The present invention became possible only after prior knowledge was acquired. The essence of the present invention is as follows: A high acoustic low-tensile high tensile strength steel plate having a yield strength of 450 MPa or greater and tensile strength limit of 570 MPa or higher comprising by weight% C: 0.03% to 0.07%, Si: less than 0.10% (including 0%), Mn: 0.8% to 2.0%, and Al: 0.003 % to 0,1%, comprising Nb and Ti contents of% by mass Nb: 0,025% or more and Ti: 0,005% or more satisfying 0,045% <[Nb] + 2 x [Ti] <0,105% comprising N: more than 0.0025 mass% and not more than 0.008 mass%, and comprising Nb, Ti, C and N in band contents such that the value of A shown below is 0.0022 to 0, 0055, weld crack parameter for Pcm steel composition shown below being 0.18 or less, and a balance of Fe and unavoidable impurities, and having a steel structure where bainite volume ratio is 30% or more, ratio of perlite volume is less than 5%, and ratio of martensite island volume is less than 3%: A = ([Nb] + 2 x [Ti]) x ([C] + [N] x 12/14), Pcm = [C] + [Si] / 30 + [Mn] / 20 + [Cu] / 20 + [Ni] / 60 + [Cr] / 20 + [Mo] / 15 + [V] / 10 + 5 [B], where [Nb] , [Ti], [C], [N], [Si], [Mn], [Cu], [Ni], [Cr], [Mo], [V] and [B] represent the contents of Nb, Ti, C, N, Si, Mn, Cu, Ni, Cr, Mo, V and B expressed in% by mass.

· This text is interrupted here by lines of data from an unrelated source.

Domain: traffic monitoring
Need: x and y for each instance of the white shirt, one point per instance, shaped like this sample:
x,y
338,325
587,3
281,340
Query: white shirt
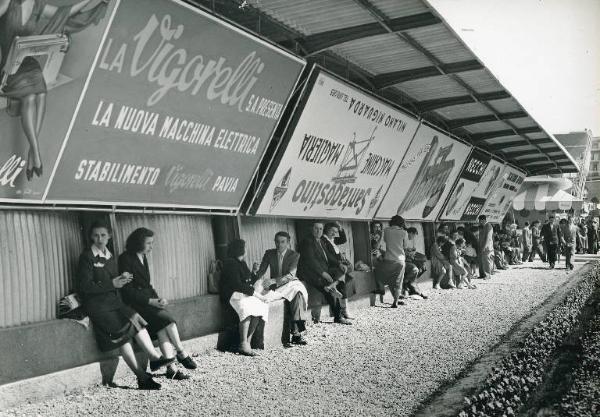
x,y
335,248
98,252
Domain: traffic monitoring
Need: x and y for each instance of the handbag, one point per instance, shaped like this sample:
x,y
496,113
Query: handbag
x,y
214,276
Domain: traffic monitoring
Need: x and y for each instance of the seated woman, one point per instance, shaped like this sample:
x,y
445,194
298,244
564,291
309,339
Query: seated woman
x,y
114,323
142,297
237,290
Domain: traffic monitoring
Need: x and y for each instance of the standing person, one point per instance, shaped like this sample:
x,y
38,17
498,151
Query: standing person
x,y
551,234
115,324
236,289
391,271
282,263
334,235
582,237
142,297
536,242
313,267
592,236
527,242
486,248
438,271
568,239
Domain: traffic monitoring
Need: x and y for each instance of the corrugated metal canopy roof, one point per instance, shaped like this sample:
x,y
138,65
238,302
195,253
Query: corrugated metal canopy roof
x,y
404,51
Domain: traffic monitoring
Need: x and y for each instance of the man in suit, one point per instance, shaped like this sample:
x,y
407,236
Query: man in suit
x,y
313,267
485,251
283,263
552,238
527,241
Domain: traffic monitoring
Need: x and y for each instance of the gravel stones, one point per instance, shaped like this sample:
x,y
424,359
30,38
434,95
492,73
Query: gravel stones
x,y
509,385
387,363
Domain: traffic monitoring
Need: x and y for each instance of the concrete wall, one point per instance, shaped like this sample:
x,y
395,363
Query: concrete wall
x,y
56,345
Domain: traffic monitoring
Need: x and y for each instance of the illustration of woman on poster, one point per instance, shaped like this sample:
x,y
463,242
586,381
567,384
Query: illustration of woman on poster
x,y
25,90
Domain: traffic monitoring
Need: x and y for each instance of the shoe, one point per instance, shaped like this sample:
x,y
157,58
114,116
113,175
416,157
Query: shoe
x,y
246,352
187,362
345,314
299,340
176,375
39,171
148,384
159,363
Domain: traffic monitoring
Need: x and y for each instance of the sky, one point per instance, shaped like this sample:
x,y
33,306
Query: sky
x,y
545,52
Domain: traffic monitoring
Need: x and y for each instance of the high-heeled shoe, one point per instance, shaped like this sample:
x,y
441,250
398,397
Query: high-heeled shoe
x,y
39,171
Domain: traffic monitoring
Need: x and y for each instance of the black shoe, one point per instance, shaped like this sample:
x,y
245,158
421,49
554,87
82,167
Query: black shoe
x,y
176,375
187,362
299,340
159,363
148,384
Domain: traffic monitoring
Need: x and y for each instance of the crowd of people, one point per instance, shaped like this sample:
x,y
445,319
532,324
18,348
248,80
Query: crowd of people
x,y
124,307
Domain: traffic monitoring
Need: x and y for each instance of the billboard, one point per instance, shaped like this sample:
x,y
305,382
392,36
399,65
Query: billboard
x,y
178,111
43,70
475,184
342,150
499,202
425,177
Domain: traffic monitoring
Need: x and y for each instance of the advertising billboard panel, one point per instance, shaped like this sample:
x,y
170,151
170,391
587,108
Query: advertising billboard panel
x,y
341,153
178,111
425,178
475,184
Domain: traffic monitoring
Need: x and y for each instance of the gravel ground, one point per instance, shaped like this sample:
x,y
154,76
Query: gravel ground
x,y
387,363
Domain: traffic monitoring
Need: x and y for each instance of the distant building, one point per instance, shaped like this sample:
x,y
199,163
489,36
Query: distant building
x,y
593,177
579,145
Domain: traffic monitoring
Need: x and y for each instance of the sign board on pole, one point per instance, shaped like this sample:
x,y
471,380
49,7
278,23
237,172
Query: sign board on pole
x,y
499,202
342,151
425,177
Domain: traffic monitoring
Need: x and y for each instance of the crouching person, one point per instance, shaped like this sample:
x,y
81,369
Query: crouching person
x,y
115,324
282,263
236,289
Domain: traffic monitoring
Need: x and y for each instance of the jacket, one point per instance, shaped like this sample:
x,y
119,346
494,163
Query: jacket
x,y
313,262
235,277
139,291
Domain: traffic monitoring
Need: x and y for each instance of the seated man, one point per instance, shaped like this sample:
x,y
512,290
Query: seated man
x,y
313,267
283,263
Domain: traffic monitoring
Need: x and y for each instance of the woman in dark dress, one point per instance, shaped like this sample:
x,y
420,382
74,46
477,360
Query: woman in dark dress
x,y
114,323
236,289
142,297
26,89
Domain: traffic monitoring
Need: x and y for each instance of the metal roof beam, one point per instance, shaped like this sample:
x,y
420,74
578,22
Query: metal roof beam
x,y
530,160
324,40
504,145
513,155
455,123
439,103
396,77
505,132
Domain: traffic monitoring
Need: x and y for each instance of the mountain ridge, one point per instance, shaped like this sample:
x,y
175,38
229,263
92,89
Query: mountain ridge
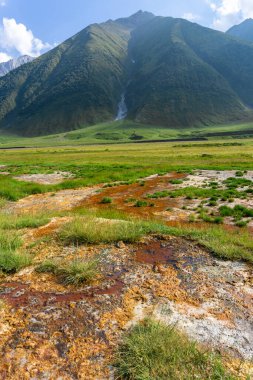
x,y
12,64
244,30
172,72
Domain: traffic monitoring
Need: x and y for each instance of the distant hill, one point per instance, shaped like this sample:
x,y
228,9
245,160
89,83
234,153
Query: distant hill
x,y
167,72
243,31
12,64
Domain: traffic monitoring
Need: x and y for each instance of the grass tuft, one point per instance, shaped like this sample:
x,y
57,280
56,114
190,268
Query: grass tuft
x,y
94,231
154,351
74,273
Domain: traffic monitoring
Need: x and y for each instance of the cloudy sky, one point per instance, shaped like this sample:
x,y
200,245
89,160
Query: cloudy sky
x,y
34,26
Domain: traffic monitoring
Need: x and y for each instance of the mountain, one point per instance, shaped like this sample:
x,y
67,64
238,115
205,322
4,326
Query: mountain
x,y
163,71
6,67
244,31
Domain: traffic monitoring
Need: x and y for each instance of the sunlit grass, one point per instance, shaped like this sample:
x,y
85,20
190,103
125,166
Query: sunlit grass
x,y
155,351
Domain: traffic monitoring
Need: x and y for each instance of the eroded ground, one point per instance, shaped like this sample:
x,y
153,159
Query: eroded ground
x,y
51,331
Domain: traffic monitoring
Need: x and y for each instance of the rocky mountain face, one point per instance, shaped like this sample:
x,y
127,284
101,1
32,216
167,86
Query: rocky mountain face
x,y
6,67
168,72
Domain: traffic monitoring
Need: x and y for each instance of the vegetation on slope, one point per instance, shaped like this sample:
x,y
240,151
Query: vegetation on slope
x,y
173,72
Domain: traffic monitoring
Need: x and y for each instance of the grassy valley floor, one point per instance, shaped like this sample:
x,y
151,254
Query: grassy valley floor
x,y
106,250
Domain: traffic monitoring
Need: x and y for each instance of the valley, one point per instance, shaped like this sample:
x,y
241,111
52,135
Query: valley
x,y
97,239
126,194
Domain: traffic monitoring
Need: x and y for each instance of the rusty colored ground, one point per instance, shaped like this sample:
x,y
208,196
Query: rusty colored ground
x,y
50,331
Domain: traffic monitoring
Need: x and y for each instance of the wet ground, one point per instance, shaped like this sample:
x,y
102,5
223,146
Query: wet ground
x,y
51,331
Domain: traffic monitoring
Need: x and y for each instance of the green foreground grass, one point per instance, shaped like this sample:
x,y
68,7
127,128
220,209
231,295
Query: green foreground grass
x,y
106,164
236,244
75,273
153,351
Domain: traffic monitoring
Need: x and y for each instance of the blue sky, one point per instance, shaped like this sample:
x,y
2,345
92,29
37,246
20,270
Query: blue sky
x,y
34,26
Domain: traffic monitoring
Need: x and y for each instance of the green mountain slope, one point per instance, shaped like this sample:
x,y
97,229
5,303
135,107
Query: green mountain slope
x,y
244,31
172,72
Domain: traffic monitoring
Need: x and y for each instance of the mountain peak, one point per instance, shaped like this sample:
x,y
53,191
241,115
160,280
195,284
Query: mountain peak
x,y
137,19
14,63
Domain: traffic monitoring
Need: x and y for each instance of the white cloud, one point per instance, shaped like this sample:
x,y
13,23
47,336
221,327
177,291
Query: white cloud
x,y
4,57
17,37
230,12
190,16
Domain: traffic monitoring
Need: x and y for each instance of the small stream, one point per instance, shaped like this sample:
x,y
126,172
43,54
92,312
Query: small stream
x,y
122,109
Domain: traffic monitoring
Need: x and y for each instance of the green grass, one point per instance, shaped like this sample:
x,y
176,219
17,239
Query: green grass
x,y
17,222
9,240
11,260
88,230
224,244
123,131
153,351
115,163
75,273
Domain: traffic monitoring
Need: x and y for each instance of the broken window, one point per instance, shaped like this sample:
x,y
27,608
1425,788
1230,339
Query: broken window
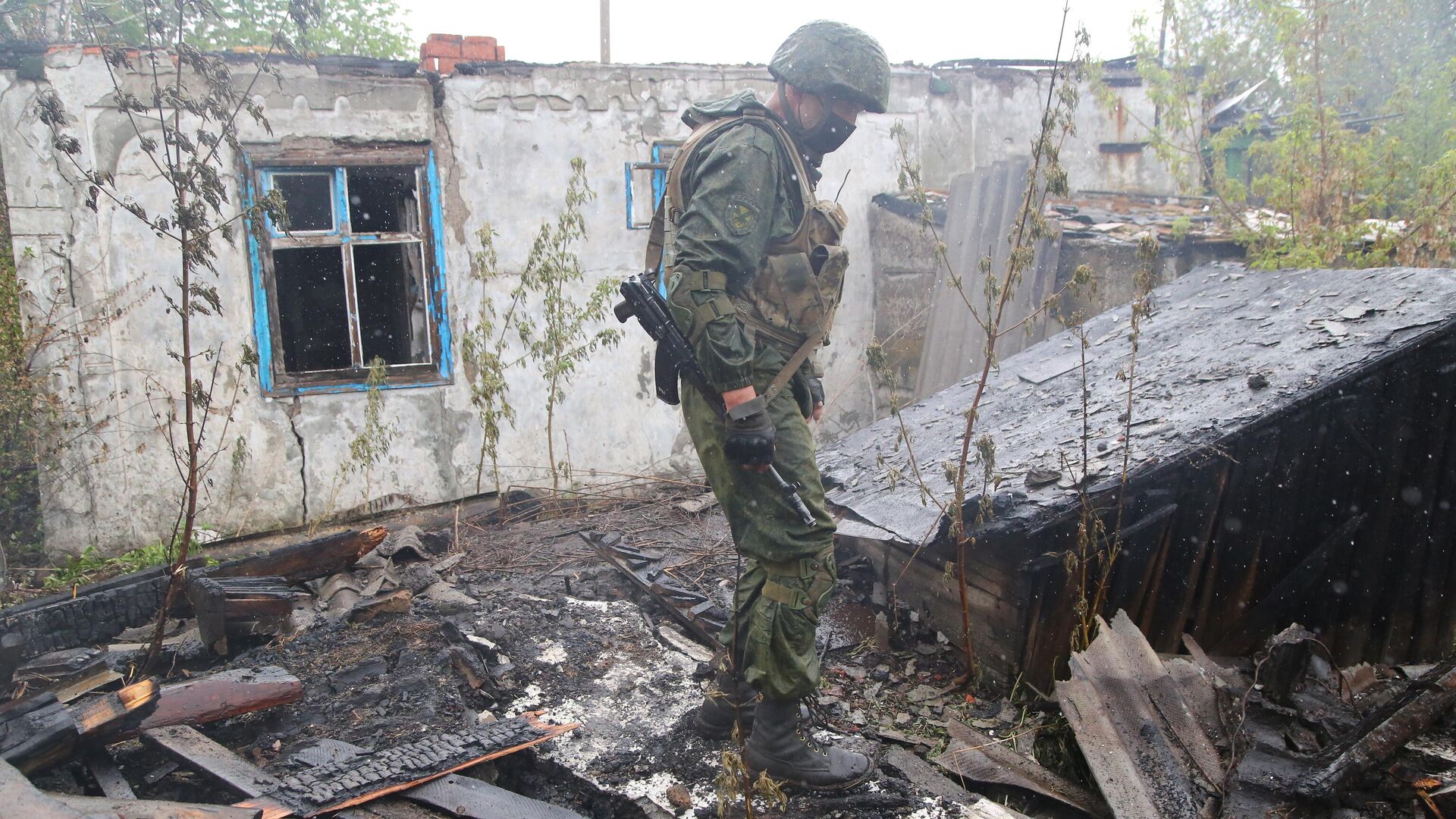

[0041] (2) A high acoustic anisotropy high tensile strength steel plate and high weldability having yield strength of 450 MPa or greater and tensile strength limit of 570 MPa or greater according to (1), yet comprising by weight Mo: 0.05% to 0.3%.

[0042] (3) A high acoustic anisotropy high tensile strength steel plate and high weldability having yield strength of 450 MPa or greater and tensile strength limit of 570 MPa or greater according to (1) or ( 2), further comprising by mass% one or more Cu: 0.1% to 0.8%, Ni: 0.1% to 1.0%, Cr: 0.1% to 0.8% V: 0.01% or more less than 0.03%, W: 0.1% to 3%, and B: 0.0005% to 0.0050%.

[0043] (4) A high acoustical low acoustic anisotropy high tensile strength steel plate having a yield strength of 450 MPa or greater and a tensile strength limit of 570 MPa or greater according to (1) or ( 3) further comprising by weight% one or both of Mg: 0.0005% 0.01% and Ca: 0.0005% 0.01%.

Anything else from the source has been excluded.